Für Menschen, die das Frontend über Smartphone oder Tablet nicht nutzen können oder wollen, sei selbst nach jenem Jahr noch keine eigenständige Einsicht in die ePA und auch keine Prüfung von erfolgten Zugriffen auf die Daten geregelt. Für sie soll ab 2022 alternativ eine vertretende Person die Steuerung und Einsicht vornehmen können, der die Versicherten dann aber volle Kontrolle über ihre Daten einräumen müssten.

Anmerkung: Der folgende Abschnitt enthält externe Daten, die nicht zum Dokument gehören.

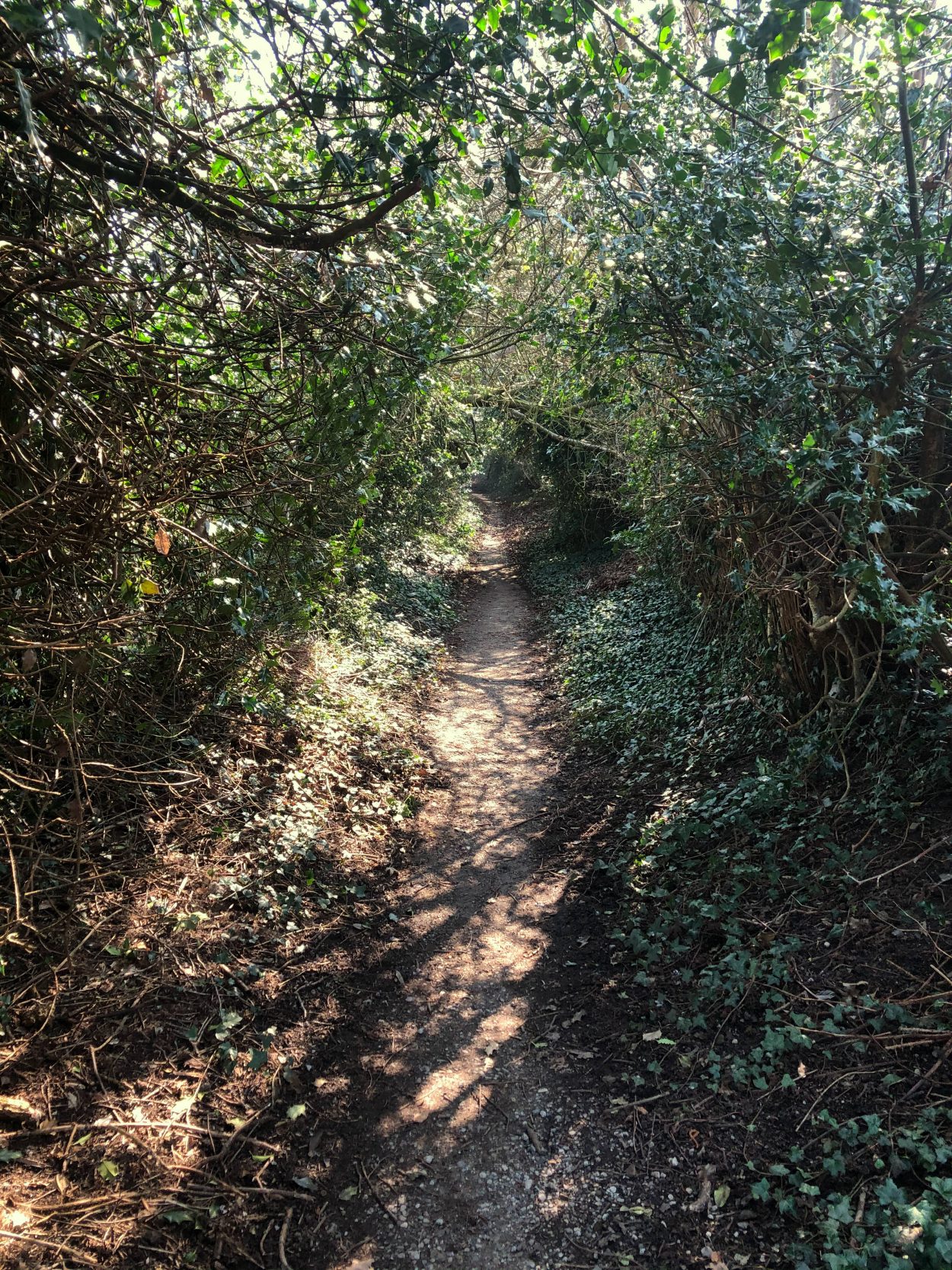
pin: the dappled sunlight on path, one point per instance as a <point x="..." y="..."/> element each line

„Diese Einschränkung der Kontrolle der Daten ist nicht hinnehmbar“, so Kelber. Daraus ergebe sich für ihn ein Handlungsdruck: „Sollte das PDSG unverändert beschlossen werden, muss ich die meiner Aufsicht unterliegenden gesetzlichen Krankenkassen mit rund 44,5 Millionen Versicherten formell davor warnen, die ePA nur nach den Vorgaben des PDSG umzusetzen, da dies ein europarechtswidriges Verhalten darstellen würde.“ Und dabei werde es im schlimmsten Fall nicht bleiben: „Außerdem bereite ich in diesem Zusammenhang weitere Maßnahmen vor, um einer europarechtswidrigen Umsetzung der ePA abzuhelfen. Nach der DSGVO stehen mir dazu neben Anweisungen auch Untersagungen zur Verfügung.“ Als zuständige Aufsichtsbehörde für einen Großteil der gesetzlichen Krankenkassen werde er den ihm zur Verfügung stehenden aufsichtsrechtlichen Mitteln dafür Sorge tragen, dass diese Krankenkassen mit der von ihnen angebotenen ePA nicht gegen europäisches Recht verstoßen.

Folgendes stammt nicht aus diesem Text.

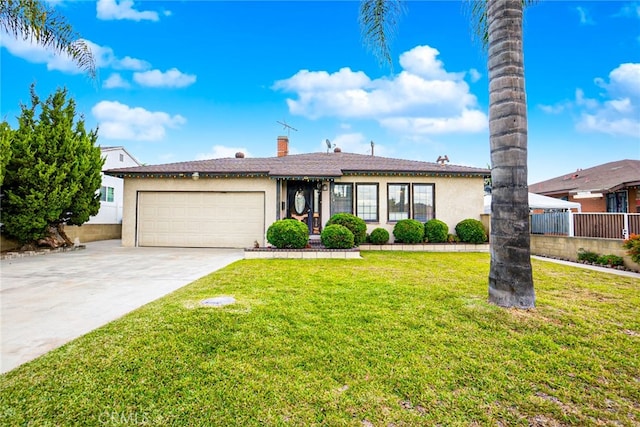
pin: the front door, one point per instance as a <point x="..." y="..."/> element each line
<point x="303" y="203"/>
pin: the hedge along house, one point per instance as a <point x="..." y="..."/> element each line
<point x="231" y="202"/>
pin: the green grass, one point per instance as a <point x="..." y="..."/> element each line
<point x="397" y="339"/>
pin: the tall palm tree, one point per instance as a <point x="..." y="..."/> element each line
<point x="35" y="21"/>
<point x="500" y="25"/>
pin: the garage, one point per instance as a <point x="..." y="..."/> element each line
<point x="200" y="219"/>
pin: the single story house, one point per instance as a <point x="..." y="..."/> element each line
<point x="231" y="202"/>
<point x="112" y="188"/>
<point x="610" y="187"/>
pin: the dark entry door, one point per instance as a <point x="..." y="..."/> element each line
<point x="303" y="203"/>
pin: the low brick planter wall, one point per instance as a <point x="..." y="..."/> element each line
<point x="428" y="247"/>
<point x="263" y="253"/>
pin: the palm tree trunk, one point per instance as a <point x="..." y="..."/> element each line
<point x="510" y="277"/>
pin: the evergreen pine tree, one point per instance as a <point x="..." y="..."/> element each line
<point x="54" y="173"/>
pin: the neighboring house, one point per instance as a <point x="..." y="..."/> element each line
<point x="232" y="202"/>
<point x="611" y="187"/>
<point x="539" y="204"/>
<point x="111" y="190"/>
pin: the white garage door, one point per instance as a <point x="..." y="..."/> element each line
<point x="200" y="219"/>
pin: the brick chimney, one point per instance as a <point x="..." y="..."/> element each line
<point x="283" y="146"/>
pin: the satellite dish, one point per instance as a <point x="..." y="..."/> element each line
<point x="329" y="145"/>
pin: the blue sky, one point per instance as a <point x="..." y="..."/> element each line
<point x="185" y="80"/>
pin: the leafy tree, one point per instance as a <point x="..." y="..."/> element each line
<point x="54" y="173"/>
<point x="499" y="24"/>
<point x="36" y="21"/>
<point x="5" y="148"/>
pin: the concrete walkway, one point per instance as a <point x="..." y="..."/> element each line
<point x="48" y="300"/>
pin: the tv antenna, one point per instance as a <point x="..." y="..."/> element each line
<point x="329" y="145"/>
<point x="286" y="126"/>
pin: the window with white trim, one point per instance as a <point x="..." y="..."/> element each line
<point x="423" y="202"/>
<point x="106" y="194"/>
<point x="398" y="202"/>
<point x="367" y="202"/>
<point x="341" y="198"/>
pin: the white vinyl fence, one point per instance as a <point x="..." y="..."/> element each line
<point x="574" y="224"/>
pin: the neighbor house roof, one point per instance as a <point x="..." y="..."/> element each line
<point x="104" y="149"/>
<point x="312" y="165"/>
<point x="602" y="178"/>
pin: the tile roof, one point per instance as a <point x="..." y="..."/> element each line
<point x="312" y="165"/>
<point x="606" y="177"/>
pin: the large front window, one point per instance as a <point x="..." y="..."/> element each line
<point x="342" y="198"/>
<point x="617" y="202"/>
<point x="367" y="201"/>
<point x="106" y="194"/>
<point x="423" y="202"/>
<point x="398" y="202"/>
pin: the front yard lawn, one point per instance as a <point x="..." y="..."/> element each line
<point x="394" y="339"/>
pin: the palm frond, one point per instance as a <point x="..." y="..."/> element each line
<point x="378" y="24"/>
<point x="33" y="20"/>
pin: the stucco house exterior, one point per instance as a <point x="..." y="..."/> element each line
<point x="112" y="188"/>
<point x="231" y="202"/>
<point x="610" y="187"/>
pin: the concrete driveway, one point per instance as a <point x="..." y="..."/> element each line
<point x="48" y="300"/>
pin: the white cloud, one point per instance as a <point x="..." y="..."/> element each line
<point x="170" y="78"/>
<point x="423" y="98"/>
<point x="129" y="63"/>
<point x="103" y="56"/>
<point x="37" y="54"/>
<point x="123" y="9"/>
<point x="115" y="80"/>
<point x="119" y="121"/>
<point x="221" y="152"/>
<point x="618" y="110"/>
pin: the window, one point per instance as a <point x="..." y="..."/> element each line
<point x="367" y="201"/>
<point x="342" y="198"/>
<point x="423" y="202"/>
<point x="106" y="194"/>
<point x="617" y="202"/>
<point x="398" y="201"/>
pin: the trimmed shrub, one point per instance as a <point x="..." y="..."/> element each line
<point x="587" y="256"/>
<point x="452" y="238"/>
<point x="610" y="260"/>
<point x="379" y="236"/>
<point x="436" y="231"/>
<point x="632" y="244"/>
<point x="288" y="233"/>
<point x="355" y="224"/>
<point x="336" y="236"/>
<point x="471" y="231"/>
<point x="408" y="231"/>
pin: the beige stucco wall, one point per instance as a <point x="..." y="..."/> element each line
<point x="133" y="185"/>
<point x="456" y="198"/>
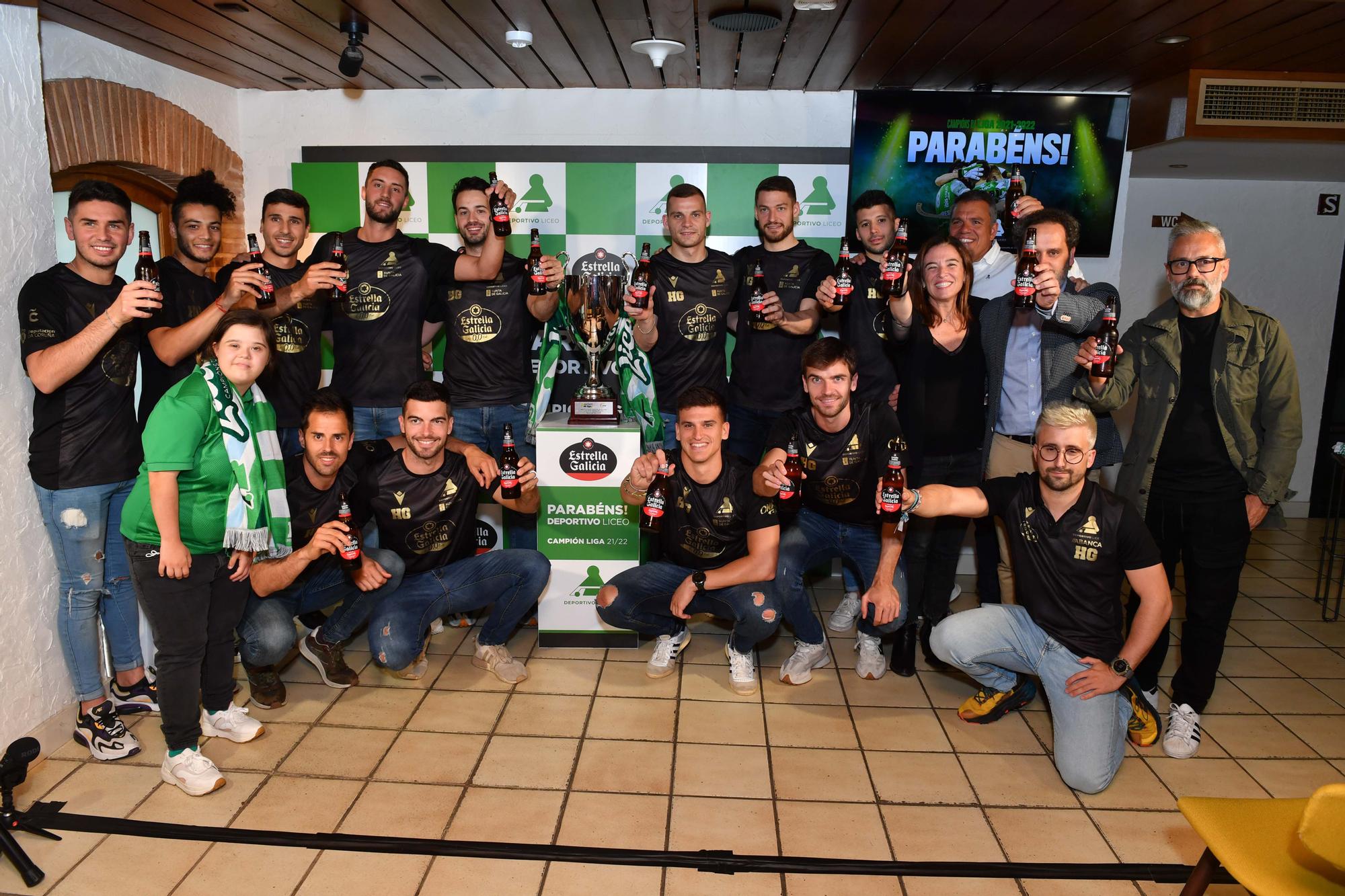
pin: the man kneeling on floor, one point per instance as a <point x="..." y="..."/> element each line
<point x="720" y="546"/>
<point x="424" y="502"/>
<point x="1071" y="542"/>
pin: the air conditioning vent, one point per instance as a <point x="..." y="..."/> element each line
<point x="1272" y="104"/>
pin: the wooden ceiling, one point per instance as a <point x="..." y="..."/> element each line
<point x="1015" y="45"/>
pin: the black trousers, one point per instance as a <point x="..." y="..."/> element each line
<point x="1211" y="540"/>
<point x="193" y="620"/>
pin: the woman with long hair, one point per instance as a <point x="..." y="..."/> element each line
<point x="210" y="497"/>
<point x="942" y="408"/>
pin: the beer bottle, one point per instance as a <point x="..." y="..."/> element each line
<point x="350" y="553"/>
<point x="656" y="502"/>
<point x="268" y="288"/>
<point x="344" y="275"/>
<point x="509" y="464"/>
<point x="844" y="275"/>
<point x="500" y="212"/>
<point x="641" y="280"/>
<point x="894" y="483"/>
<point x="1026" y="279"/>
<point x="1105" y="356"/>
<point x="535" y="267"/>
<point x="757" y="302"/>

Neben dem Zugriffsmanagement kritisierte Kelber auch das Authentifizierungsverfahren für die ePA, mit dem sich Versicherte per Frontend anmelden. Das sei bisher aus Datenschutzsicht nicht ausreichend sicher und entspreche ebenfalls nicht den Vorgaben der DSGVO. Diese gelte insbesondere für sogenannte alternative Authentifizierungen, also Authentifizierungsverfahren ohne Einsatz der elektronischen Gesundheitskarte, für die eine gewährte Übergangsfrist im Mai 2021 abläuft. Er plane, die Kassen dazu zu verpflichten, bis dahin ein hochsicheres Authentifizierungsverfahren zu etablieren und bereite dazu bereits entsprechende Warnungen und Weisungen vor. Das PDSG selbst, das neben der ePA auch wesentliche Regelungen zum E-Rezept enthält, dürfte aber nicht mehr gestoppt werden, erklärte Dr. Stefan Brink, Landesdatenschutzbeauftragter von Baden-Württemberg, der mit Kelber auf dem Podium saß. Dass der Europäische Gerichtshof es noch vor seinem geplanten Inkrafttreten Anfang 2021 kassiert, sei „über alle Maße unwahrscheinlich“.